@Sledneck52 I won’t try to change your conclusion. However, I will attempt to explain why the “wow factor” varies.
Processing Cores
You mention your iMac is a
2013 21.5” i7 model, which has a quad-core CPU. The M1 is an octo-core CPU, four high-performance and four high-efficiency cores. However, let’s ignore the high-efficiency cores as they’ll be assigned small, background tasks such as I/O traffic (e.g., Wi-Fi, USB, SSD), Notifications Center operations, etc. It’s important to also note, multiple processors designs have a limitation, not every workload can and does utilize them all.
CPU Frequency
Your iMac’s Core i7 has a clock speed of up to 3.1GHz per core. The
M1’s four high-performance cores are up to 3.2GHz each. Considering just these values, the M1 would be only ~3% faster. In contrast, my current Mac has a 2.5GHz dual-core CPU. Sticking with simple arithmetic, 2 x 2.5 = 5 vs. 3.2 x 4 = 12.8 (a 156% increase). Intel CPUs do have Turbo Boost, automatic overclocking, but again, let’s forget about it because that feature only applies to a single core and is normally applied in bursts. Lastly, every processor manufacturer has reached a clock speed ceiling (~5.5 GHz), which is why we’ve been seeing CPU and GPU designs with more and more cores.
CPU Efficiency
Beyond adding more cores, CPU engineers increased the onboard memory cache and the amount of instructions/operations cores can execute per cycle.
On consumer-class CPUs, the cache amount isn’t extremely significant (.e.g., 3 to 16MB). On the other hand, workstation-class CPUs can include 128MB+ but also have dozens of processing cores.
Unfortunately, the instructions per cycle (IPC) improvements have similarly been minor for each CPU generation.
CPU Grade has a nice visualization.
CPU Grade said:
Cinebench R15 — Normalized to 3.00 GHz Single-Threaded Performance
In order to initiate an instruction throughput comparison, we must first normalize the processors to one fixed frequency. All models will comfortably operate at 3.00 GHz, and in the case that we might want to add older architectures to the graphs at a later date, the lower frequency also ensures that we don't need to start from scratch with what we have already. All architectures dating back to AMD's K8 and Intel's NetBurst are capable of reaching 3.00 GHz. Perfect.

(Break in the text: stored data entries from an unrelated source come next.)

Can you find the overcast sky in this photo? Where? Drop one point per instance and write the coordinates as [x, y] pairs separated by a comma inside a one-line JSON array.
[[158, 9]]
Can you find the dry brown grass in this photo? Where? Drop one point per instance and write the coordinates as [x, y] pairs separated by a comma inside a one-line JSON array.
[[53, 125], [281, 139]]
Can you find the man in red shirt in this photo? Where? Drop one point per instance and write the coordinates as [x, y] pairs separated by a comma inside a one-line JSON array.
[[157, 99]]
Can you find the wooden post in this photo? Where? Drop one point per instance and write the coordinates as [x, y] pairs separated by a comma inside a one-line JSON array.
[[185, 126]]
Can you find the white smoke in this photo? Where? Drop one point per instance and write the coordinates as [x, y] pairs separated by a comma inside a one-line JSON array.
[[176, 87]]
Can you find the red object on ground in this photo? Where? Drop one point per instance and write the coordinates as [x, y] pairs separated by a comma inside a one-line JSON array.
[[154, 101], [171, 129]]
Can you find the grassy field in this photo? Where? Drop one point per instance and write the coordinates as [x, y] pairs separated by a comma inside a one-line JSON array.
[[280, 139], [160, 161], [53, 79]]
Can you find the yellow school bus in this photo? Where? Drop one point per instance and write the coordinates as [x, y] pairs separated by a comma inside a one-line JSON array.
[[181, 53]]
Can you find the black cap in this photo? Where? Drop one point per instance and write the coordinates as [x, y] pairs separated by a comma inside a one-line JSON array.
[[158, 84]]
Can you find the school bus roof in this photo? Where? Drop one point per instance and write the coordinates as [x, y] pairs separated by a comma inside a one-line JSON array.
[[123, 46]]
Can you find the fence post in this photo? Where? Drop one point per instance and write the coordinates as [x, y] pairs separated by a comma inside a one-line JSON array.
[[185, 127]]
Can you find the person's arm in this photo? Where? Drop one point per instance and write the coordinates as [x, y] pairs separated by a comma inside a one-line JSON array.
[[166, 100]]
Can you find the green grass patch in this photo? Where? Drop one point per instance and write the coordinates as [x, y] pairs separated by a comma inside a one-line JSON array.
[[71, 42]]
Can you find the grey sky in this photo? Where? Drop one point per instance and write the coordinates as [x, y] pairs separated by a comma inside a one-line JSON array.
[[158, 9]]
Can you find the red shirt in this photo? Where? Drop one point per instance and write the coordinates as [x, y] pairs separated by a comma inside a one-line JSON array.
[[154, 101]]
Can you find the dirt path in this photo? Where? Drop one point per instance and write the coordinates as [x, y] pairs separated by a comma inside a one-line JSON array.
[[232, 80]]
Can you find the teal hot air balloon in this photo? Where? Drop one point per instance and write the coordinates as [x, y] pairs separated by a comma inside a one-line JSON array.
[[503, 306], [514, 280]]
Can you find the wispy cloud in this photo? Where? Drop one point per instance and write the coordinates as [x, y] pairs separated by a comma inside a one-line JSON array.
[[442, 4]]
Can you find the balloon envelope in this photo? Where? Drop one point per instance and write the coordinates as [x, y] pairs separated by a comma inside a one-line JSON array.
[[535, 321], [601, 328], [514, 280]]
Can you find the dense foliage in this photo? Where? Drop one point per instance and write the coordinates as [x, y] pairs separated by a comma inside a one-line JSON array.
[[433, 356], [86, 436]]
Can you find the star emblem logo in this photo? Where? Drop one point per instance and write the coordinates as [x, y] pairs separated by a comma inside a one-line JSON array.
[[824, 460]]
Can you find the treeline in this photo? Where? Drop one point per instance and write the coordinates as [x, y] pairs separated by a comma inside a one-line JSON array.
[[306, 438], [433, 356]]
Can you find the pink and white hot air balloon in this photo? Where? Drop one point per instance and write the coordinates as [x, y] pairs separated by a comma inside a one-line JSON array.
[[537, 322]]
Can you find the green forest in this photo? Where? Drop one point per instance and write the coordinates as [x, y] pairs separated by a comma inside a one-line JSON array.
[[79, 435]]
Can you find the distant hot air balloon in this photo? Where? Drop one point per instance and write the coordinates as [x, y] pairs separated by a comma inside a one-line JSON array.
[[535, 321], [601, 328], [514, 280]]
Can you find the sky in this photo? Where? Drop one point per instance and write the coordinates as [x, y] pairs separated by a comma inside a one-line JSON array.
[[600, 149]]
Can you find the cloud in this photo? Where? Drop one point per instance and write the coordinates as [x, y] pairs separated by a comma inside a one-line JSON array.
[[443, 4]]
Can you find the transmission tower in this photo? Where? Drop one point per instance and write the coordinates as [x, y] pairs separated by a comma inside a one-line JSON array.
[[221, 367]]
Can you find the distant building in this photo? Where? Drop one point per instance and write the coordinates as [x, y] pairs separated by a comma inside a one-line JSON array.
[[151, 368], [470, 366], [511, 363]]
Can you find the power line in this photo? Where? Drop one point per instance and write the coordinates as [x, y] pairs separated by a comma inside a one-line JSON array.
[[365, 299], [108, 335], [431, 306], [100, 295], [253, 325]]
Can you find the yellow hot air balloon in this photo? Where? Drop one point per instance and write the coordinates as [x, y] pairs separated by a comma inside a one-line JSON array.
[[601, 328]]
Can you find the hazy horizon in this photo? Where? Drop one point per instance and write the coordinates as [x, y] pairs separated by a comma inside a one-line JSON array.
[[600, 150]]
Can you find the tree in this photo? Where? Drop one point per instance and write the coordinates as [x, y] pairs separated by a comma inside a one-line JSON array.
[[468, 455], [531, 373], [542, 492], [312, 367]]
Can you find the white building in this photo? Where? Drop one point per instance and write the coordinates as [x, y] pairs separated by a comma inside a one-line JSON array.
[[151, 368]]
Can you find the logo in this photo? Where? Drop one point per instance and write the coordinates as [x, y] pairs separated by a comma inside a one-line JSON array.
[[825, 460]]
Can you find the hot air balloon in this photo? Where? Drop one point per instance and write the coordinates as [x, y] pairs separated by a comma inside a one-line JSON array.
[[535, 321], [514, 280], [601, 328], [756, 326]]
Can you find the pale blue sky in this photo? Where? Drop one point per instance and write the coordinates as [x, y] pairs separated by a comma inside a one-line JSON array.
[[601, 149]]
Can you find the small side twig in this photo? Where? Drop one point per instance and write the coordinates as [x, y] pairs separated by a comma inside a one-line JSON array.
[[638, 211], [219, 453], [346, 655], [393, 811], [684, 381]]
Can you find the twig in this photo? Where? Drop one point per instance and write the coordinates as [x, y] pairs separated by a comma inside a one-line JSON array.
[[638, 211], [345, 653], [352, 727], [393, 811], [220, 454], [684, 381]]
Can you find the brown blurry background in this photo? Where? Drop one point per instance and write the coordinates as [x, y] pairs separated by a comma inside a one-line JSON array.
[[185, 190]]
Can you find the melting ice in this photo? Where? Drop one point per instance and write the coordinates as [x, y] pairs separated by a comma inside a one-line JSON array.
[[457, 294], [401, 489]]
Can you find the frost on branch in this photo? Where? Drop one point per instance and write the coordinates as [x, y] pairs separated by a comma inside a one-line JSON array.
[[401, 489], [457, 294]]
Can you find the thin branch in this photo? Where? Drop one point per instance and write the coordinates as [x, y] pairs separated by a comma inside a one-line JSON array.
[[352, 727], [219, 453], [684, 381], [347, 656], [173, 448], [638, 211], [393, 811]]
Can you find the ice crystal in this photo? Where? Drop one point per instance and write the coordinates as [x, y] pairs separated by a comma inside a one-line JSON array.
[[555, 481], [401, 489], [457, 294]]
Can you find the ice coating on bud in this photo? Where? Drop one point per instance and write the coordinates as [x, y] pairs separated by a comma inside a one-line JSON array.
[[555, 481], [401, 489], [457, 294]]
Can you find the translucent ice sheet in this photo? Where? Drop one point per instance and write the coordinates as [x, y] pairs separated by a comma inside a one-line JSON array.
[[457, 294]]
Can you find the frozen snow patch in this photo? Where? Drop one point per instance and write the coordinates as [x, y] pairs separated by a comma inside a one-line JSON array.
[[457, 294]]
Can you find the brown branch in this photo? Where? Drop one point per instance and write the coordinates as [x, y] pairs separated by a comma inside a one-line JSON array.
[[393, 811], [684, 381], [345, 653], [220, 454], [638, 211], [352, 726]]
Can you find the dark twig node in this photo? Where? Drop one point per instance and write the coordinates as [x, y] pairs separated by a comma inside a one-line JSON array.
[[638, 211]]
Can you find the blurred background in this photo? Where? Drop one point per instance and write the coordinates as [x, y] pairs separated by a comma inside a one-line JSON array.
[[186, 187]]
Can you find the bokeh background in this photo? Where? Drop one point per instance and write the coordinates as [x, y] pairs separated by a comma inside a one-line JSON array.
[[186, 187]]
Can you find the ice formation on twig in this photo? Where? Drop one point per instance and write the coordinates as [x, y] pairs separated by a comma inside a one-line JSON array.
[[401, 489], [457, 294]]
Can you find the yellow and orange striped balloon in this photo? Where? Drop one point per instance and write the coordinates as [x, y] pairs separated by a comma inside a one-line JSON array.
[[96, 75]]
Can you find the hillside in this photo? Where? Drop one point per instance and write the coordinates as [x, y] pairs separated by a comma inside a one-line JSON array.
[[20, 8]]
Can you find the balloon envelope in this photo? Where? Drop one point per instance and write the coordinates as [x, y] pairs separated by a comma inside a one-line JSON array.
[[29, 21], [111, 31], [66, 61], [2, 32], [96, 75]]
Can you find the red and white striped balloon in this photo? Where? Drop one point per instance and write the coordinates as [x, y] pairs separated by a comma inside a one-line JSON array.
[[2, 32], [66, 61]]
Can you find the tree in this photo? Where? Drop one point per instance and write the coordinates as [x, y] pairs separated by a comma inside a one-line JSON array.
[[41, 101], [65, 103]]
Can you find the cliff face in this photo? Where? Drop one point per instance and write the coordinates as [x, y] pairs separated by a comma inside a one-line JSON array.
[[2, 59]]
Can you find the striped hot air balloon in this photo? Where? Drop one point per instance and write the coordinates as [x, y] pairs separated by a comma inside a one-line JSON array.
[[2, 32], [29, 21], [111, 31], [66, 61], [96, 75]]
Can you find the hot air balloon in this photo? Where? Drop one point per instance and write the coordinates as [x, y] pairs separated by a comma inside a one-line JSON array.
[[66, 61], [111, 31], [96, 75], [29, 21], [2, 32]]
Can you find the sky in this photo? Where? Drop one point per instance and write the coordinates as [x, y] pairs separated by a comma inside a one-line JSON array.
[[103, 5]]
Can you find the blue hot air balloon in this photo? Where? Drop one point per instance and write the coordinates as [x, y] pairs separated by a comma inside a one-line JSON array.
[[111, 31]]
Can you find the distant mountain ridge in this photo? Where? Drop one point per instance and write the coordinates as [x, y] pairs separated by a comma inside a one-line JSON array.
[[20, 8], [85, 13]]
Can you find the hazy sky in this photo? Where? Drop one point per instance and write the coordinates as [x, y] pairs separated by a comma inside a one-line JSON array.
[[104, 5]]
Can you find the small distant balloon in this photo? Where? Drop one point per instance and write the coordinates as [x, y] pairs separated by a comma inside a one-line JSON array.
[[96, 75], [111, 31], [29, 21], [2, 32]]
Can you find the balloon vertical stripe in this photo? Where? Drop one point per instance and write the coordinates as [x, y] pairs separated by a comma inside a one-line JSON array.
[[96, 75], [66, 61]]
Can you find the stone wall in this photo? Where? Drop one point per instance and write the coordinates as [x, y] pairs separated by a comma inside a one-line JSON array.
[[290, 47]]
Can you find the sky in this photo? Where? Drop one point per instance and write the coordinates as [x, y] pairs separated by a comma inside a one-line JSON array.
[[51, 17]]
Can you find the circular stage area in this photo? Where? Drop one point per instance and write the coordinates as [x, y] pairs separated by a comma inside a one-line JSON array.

To simplify a bit, there has only been ~30% IPC increase by Intel over seven years (the
Sandy Bridge to Coffee Lake microarchitectures) — according to a single benchmark, though I don’t think you’ll disagree with these results.
Optimization
Instruction set extensions (e.g., SSE4, AVX) are designed for specific tasks (e.g., video conversion, floating point calculations, machine learning) aiding software developers in performing these operations as efficiently as possible. Beyond CPUs, this type of optimization has been available in add-on card format (e..g, graphics cards, audio cards, video capture cards). Apple’s M1 combines these implementations. While the Arm architecture has its own versions of instruction set extensions, the M1 system on a chip (SoC) integrates hardware additions that behave like accelerator add-on cards (e.g., Neural Engine). When software developers fully utilize these, performance will/should be as optimal as possible (e.g., Apple used Intel’s SSE in iTunes for audio file conversions), therefore, creating the biggest boost in performance. Of course, proper and full implementation requires significant time and effort, plus whether or not there is an applicable, optimized component available for the use case.